Автобус встряхивает на повороте, и я снова прижимаюсь к бедру Ромки своими бёдрами.

Чёрт! Только снял напряжение.

— Какого на ногах не держишься? — меланхолично вопрошает Роман. — Или с утра выпил — весь день свободен?

— По утрам не квашу.

— А, ну да, ты же у нас богема, квасишь только ночами.

Он усмехается уголками губ, смотрит на проплывающие мимо пыльные дома и ещё зелёную листву, сквозняк из приоткрытого окна шевелит его короткие, почти белые волосы.

— Аля, конечно, славная, — меняю тему богемы обратно на Алю. — Но я не хочу парить ей мозги.

— Парить мозги, — передразнивает он. — Парь ей что-нибудь другое.

— И что-нибудь другое не хочу.

— Придурок, — говорит он тихо и как-то растерянно.

Я уже научился отличать нюансы в его голосе, в его речи, обычно грубой и примитивно насмешливой, в стиле «лучшая защита — нападение». Я, можно сказать, живу теперь этими нюансами и полутонами.

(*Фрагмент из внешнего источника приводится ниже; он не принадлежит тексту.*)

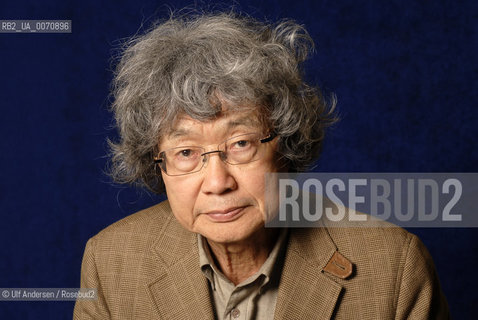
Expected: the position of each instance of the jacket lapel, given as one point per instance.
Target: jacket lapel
(180, 290)
(305, 292)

Вываливаемся из автобуса. Движемся в молчании к дому. Совсем похолодало, и студёный ветер забирается под футболку, пытаясь остудить жар моего тела.

Возле двери руки у меня неожиданно задрожали, и я не сразу смог попасть ключом в замочную скважину.

— А говоришь, что не пил, — жизнерадостно ржёт Роман.

Да, я пьян. Но, как ты понимаешь, не от водки. И ни от ночных бдений наедине с бутылкой мартини, в ожидании, когда ты придёшь в Интернет, и от тебя будут лишь бледные, бесплотные тени на экране. И когда бросишь мне в аську три скупых слова «я в порядке». И когда будешь односложно отвечать на тысячу моих вопросов. И когда в конце скажешь «ну ладно, иди подрочи и спать». И эти дебильные гогочущие смайлики, страдающие болезнью Паркинсона.

Як дети.

Он сбрасывает рюкзак на пол, рядом ставит чемоданчик.

Оглядывает мой коридор, заглядывает в комнату.

— Да, чувак, баба тебе не помешает. Засрался по уши.

И вот откуда у него эта педантичная чистоплотность, просто до мании? А я ведь вчера целый день прибирался, зная, что он приедет. Но он всё равно остался недоволен.

— Но простыни у меня чистые, — замечаю я.

— Шёлковые? — он снова заливисто ржёт. — У такого эстета, как ты, простыни должны быть шёлковыми. Даже если вокруг голимый срач.

— Обычные простыни, — говорю, не отрывая от него взгляда. — В цветочек.

— Согласен, на шёлковых ебаться неудобно, скользко.

— Ты пробовал?

— Где я только не пробовал, — отрешённо говорит он, почёсывая у себя между ног. — Слушай, я пошёл мыться, а то уже невмоготу.

— Валяй. Я сейчас сделаю что-нибудь пожрать.

— Это тема, — кивает он.

В ванной шумно льётся вода. Я слышу, как Ромка фыркает и отплёвывается. Я готовлю нам бутерброды. Я жарю яичницу с ветчиной. Я достаю вино и самые красивые бокалы. Не думаю, что разговор о простынях настроил его на нужный лад. Сейчас мы пожрём, выпьем, может быть, поцелуемся, когда Роман дойдёт до нужной кондиции. А потом он мне скажет: «Я не пидор, слышишь? Даже если у меня на тебя встаёт. А ты пидор. Так что отвали от меня, пидор».

И уйдёт к своей матери, забрав вещи.

А я снова буду биться головой об стены. И думать, не вынести ли мне мозги из ружбайки, подаренной как-то Романом. Глупые мозги, которые не могут понять, почему Ведьмак не хочет поддаться своим чувствам. Почему он не хочет сделать счастливым того, кого околдовал однажды и сам попал в свои же сети?